Stiamo entrando nella quarta rivoluzione industriale, il cui paradigma principale è che l’informazione e una maggiore integrazione tra macchine, operatori e gestione rappresentano il motore principale della crescita della produttività. Per concretizzare questa idea, ogni macchina, impianto e processo all’interno di una linea di produzione deve essere collegato agli altri e l’intero flusso di dati deve confluire in un sistema di gestione unificato, dove si trasforma in informazioni utili che contribuiscono a ottimizzare il processo produttivo.
Questa maggiore integrazione e interdipendenza richiede inoltre un elevato grado di affidabilità del sistema cyber-fisico di nuova realizzazione e rende fondamentale disporre di una connessione sicura e affidabile al server che gestisce i processi produttivi. Una collisione nel traffico dati può causare danni ingenti al processo produttivo. Per questo motivo, la concezione moderna di una fabbrica “intelligente” non sarebbe possibile senza una rete di comunicazione industriale affidabile e veloce.
Per questo motivo, gli switch di rete presenti nell’anello principale della rete di comunicazione devono far fronte a una serie di sfide poste dal gravoso processo produttivo, quali vibrazioni, scariche elettriche, sbalzi di temperatura, disturbi ad alta frequenza ed elettromagnetici, ecc.
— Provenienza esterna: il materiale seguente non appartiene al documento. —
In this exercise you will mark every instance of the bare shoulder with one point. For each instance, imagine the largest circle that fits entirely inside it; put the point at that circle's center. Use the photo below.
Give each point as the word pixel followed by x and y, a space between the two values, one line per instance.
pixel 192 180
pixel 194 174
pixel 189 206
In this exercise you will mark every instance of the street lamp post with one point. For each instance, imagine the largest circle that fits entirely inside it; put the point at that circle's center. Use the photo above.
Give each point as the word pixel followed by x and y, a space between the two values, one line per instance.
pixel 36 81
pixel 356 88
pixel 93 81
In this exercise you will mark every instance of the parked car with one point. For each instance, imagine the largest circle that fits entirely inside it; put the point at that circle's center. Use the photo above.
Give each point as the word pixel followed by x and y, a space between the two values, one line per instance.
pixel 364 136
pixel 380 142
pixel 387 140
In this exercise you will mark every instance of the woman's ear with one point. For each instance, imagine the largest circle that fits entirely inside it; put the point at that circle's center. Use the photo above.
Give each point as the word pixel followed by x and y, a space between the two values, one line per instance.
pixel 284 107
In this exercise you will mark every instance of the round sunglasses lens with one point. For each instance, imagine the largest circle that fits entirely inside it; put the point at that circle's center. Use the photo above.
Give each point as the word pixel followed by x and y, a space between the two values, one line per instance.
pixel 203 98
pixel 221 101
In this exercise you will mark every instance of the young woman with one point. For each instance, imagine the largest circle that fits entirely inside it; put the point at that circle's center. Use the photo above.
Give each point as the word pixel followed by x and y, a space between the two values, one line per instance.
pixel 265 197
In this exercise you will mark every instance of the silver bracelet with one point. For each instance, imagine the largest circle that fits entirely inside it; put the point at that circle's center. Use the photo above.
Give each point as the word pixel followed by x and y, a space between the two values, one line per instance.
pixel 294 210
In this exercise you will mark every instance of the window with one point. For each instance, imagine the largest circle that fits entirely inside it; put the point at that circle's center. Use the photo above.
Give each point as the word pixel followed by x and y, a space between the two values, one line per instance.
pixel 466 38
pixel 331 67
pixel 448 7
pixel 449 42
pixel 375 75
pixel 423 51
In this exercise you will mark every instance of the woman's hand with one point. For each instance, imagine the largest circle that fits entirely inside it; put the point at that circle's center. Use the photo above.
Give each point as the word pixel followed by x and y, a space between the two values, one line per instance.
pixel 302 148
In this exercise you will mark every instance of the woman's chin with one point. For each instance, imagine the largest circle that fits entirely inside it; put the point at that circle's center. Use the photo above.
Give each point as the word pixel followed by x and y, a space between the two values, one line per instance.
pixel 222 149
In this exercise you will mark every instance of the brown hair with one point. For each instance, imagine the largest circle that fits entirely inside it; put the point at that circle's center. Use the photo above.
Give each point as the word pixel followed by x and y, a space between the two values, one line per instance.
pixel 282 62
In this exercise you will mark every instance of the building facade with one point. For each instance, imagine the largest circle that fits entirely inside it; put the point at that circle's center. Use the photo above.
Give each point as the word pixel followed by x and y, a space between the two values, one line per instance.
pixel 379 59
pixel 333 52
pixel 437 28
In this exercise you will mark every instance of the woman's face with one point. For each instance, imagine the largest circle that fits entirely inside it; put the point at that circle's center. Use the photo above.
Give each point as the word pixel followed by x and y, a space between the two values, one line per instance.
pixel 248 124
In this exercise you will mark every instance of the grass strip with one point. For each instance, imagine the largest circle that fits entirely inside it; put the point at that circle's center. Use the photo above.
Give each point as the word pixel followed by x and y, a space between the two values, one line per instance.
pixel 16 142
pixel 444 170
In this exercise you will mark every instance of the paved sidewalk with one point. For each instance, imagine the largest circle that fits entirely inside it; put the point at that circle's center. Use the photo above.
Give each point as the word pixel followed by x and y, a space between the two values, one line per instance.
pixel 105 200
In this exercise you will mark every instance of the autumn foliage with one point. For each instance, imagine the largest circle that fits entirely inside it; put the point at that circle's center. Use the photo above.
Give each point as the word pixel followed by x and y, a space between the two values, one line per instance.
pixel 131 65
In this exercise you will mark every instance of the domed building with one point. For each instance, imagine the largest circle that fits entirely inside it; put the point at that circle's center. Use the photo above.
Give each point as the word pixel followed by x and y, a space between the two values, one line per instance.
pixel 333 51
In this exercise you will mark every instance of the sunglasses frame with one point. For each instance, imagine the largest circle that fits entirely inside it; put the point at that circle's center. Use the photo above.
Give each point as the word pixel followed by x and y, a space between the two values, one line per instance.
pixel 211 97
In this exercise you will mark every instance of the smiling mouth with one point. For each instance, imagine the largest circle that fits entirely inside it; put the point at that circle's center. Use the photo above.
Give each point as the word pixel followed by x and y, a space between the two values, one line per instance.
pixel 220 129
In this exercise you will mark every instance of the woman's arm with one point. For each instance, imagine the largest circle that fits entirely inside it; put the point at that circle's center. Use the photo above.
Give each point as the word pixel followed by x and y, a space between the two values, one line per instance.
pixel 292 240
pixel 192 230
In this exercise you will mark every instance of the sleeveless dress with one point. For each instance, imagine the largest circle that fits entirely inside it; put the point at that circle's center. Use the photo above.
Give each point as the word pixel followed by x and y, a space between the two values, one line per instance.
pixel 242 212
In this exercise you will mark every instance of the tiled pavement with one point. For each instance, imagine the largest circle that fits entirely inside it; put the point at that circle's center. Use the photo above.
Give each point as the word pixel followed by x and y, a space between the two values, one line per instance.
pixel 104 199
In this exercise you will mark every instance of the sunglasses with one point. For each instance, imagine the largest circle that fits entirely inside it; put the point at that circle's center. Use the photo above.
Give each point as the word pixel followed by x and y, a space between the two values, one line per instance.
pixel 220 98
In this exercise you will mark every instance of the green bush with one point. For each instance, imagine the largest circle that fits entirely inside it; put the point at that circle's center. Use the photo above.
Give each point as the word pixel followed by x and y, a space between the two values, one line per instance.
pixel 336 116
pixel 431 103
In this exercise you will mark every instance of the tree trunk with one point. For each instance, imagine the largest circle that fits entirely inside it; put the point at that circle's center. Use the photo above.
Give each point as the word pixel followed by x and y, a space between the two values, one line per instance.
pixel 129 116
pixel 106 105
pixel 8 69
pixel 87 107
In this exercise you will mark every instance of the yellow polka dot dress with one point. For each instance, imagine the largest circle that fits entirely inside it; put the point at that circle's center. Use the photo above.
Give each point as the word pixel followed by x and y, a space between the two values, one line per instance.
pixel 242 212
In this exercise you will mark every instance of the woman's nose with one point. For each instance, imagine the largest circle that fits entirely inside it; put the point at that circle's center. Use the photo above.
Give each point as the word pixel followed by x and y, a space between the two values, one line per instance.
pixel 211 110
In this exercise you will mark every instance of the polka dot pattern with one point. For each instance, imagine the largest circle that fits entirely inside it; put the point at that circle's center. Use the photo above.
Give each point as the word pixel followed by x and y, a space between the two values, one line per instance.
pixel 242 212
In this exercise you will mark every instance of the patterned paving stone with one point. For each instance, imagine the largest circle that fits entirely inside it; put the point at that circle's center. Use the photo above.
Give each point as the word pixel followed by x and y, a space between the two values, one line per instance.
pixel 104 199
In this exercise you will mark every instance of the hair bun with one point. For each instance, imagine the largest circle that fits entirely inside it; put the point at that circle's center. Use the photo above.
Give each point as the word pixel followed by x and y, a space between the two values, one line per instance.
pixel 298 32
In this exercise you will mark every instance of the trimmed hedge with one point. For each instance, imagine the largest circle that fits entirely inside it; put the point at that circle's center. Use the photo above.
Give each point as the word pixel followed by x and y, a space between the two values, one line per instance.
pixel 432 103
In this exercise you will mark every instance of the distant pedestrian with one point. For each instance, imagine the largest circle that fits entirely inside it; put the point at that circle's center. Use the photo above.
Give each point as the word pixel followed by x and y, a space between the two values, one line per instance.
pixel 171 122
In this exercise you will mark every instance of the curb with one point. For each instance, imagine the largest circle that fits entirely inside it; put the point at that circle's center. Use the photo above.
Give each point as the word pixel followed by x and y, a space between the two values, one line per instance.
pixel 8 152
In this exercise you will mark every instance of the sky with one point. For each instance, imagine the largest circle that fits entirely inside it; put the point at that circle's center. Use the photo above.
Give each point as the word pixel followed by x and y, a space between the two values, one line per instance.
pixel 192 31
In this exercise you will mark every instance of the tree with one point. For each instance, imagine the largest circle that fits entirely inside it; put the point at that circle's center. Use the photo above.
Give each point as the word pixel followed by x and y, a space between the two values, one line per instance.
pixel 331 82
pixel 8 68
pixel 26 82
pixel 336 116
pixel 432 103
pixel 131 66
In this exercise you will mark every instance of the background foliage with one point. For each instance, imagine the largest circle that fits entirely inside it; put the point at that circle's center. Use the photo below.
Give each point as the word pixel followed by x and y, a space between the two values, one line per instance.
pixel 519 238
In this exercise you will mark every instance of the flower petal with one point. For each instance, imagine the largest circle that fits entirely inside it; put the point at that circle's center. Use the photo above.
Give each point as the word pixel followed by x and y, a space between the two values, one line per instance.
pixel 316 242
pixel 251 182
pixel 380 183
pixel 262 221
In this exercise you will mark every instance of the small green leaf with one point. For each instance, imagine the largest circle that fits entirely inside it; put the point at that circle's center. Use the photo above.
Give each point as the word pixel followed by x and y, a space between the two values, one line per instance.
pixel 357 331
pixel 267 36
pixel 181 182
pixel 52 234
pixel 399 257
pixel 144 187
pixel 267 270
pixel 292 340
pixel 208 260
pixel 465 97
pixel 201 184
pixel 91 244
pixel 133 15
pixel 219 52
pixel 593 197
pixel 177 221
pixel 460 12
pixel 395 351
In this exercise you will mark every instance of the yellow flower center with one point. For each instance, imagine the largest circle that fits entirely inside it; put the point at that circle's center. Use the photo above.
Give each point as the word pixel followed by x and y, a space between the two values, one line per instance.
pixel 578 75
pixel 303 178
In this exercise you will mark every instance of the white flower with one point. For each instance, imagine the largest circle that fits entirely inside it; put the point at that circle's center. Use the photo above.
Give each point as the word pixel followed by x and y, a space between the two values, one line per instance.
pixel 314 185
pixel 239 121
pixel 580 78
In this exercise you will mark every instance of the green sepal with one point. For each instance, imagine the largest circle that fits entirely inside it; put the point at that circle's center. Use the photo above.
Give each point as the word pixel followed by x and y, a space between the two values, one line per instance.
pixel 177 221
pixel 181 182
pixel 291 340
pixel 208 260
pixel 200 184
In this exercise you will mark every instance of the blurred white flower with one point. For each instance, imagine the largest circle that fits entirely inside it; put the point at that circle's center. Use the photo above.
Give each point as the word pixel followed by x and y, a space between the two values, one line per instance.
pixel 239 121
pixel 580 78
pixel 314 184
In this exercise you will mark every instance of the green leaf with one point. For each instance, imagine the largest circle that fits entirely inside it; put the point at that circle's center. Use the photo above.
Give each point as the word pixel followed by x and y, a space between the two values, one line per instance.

Inoltre, la rete industriale deve coprire un’ampia area garantendo elevata velocità e affidabilità.
In tali sistemi vengono introdotti dispositivi client con una varietà di protocolli e metodi di scambio dati. Pertanto, lo switch di rete deve essere in grado di gestire i protocolli industriali di diversi produttori.
Con l’ingresso di diversi dispositivi in una rete di comunicazione, aumentano anche i requisiti relativi alla sua sicurezza e stabilità. Ciò dovrebbe consentire la separazione logica dei singoli utenti.